The Berlin Wall, and More Street Art In Berlin
While visiting Berlin, we walked around many different neighborhoods in the city.
Berlin is really an exciting city to explore on foot.
There are walking paths along the river and through parks, and each neighborhood is full of ethnic restaurants, shops, cafes and galleries.
One of the neighborhoods we visited, called Kreuzberg, is home to students and artists, as well as a large Turkish population.
There are second hand shops and laid back cafes, as well as big wall murals and fabulous Turkish restaurants.
We entered one of these Turkish restaurants out of curiosity.
We were not really hungry, but the man working the hot oven, pulling out one fresh, steaming spinach borek after another, and the open market feeling of the place, drew us in.
We ordered one of the fresh boreks and a plate of Hummus, just to try it.
I also pointed to the pile of colorful pickles that I remember from the Arab markets in Israel and love so much.
We had paid only 4.5€ for our snack, but as we sat down, we were given two bowls of a fresh and most delicious yellow lentil soup, large bags filled with thin pita bread and unlimited Turkish tea.
The feeling we got was that they were most happy to have us in their restaurant and almost sad to see us leave.
Such a warm and delicious welcome is rare to see in a big city.
The shops selling sweets were like art installations.
A few streets to the east, we saw African markets, Vietnamese restaurants, Moroccan eateries and many vegan places.
Our Uber driver, who was a friendly Turkish woman, told us that she was born in Germany.
Her parents had moved to Germany in the early 1960’s.
The year 1961 had seen the signing of a labor recruitment agreement between West Germany and Turkey.
Similar agreements already existed with Italy, Greece and Spain, but West Germany was in desperate need of rebuilding after the destruction of World War II, and the demand for labor seemed endless.
After receiving vaccinations and passing a medical fitness test, hundreds of thousands of Turks boarded special trains in Ankara and Istanbul and were taken to Germany.

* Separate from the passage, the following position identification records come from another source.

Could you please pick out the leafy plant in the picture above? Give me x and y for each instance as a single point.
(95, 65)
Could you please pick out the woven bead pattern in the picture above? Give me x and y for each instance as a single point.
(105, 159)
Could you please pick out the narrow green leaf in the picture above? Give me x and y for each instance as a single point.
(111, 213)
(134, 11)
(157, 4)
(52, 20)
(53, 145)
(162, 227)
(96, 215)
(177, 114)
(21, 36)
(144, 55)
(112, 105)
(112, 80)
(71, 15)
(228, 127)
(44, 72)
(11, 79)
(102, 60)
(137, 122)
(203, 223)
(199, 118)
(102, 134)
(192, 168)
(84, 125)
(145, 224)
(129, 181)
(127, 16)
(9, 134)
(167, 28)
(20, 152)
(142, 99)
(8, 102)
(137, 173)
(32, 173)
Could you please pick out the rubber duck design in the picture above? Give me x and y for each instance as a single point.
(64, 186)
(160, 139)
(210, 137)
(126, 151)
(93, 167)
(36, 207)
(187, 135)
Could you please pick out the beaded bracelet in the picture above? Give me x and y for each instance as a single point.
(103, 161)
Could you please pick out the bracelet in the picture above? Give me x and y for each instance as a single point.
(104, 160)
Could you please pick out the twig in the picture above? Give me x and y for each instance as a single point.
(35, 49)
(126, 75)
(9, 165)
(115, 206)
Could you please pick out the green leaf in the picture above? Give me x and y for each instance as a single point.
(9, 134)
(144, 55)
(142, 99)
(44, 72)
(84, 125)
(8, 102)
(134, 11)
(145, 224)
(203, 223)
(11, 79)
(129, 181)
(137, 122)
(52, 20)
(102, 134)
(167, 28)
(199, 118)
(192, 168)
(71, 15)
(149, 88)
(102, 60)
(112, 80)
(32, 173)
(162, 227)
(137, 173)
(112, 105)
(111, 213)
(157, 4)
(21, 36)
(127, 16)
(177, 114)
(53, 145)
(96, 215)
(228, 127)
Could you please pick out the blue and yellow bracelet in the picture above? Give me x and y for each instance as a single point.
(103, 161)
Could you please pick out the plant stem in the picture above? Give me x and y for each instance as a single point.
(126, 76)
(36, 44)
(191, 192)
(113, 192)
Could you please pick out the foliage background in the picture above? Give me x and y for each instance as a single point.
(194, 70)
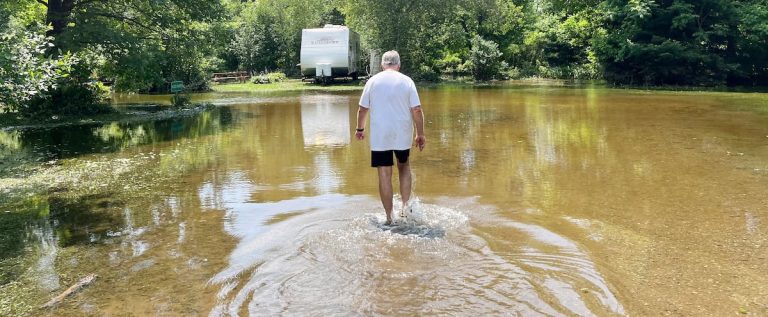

The workers arrived in Munich and were then distributed among the country’s industrial zones or wherever work was needed.
The immigration of Vietnamese people to Berlin started in the 1980’s.
There has been a history of resentment and even violence against immigrants in Berlin.
Let us hope the people of this great city will find peace and tolerance in their hearts.
The photos in this post are mostly from the long East Side Gallery, which are painted on the remains of the Berlin Wall which used to divide east and West Berlin.